This most elemental of materials seems a natural choice, as the Ice Globe is 130 miles inside the Arctic Circle in Swedish Lapland. It is right next door to another frozen building, the Ice Hotel. Here, guests sleep in igloo-like rooms decorated with ice sculptures in temperatures that would make a freezer seem balmy. In the daytime, visitors can enjoy activities such as skiing, snowmobiling and reindeer sleighing. In the evening, there is little to do except sit in the Absolut Bar and drink vodka out of glasses – also made from ice. So when theatre director Rolf Degerlund suggested the idea of the Globe to Ice Hotel founder Yngve Bergqvist, he jumped at the idea: it would give guests something to do in the evenings and attract new customers.
Building the Ice Globe was fairly straightforward. Because the Ice Hotel has been going for 13 years, and melts back into the river each summer, the organisation, Icehotel AB, has become adept at building from snow and ice. "It's a fantastic material to work with," says Mark Szulgit, who works for Icehotel AB. "It's very quick to build with, and you can easily shape and carve it. It's also quite forgiving as a material; if you make a mistake you just add some more snow."

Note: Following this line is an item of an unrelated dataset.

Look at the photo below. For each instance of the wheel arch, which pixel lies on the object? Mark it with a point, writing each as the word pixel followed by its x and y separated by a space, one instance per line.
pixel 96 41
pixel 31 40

The bulk of the theatre is built from snow, using the kind of snow cannon found in ski resorts. Even though there is plenty of the real thing lying around, artificial snow is preferable as it is twice as dense, making it a better building material. Ice blocks are also used, and these are harvested from the River Torne in March each year when the ice is a metre deep, its maximum thickness. It is cut out in blocks 1 m deep and wide, and 2 m long. These are stored in a massive refrigerated warehouse until the following winter, when construction time comes round again. Icehotel AB also sells ice from the warehouse, commissions artists to create sculptures with it and offers an ice-building consultancy service.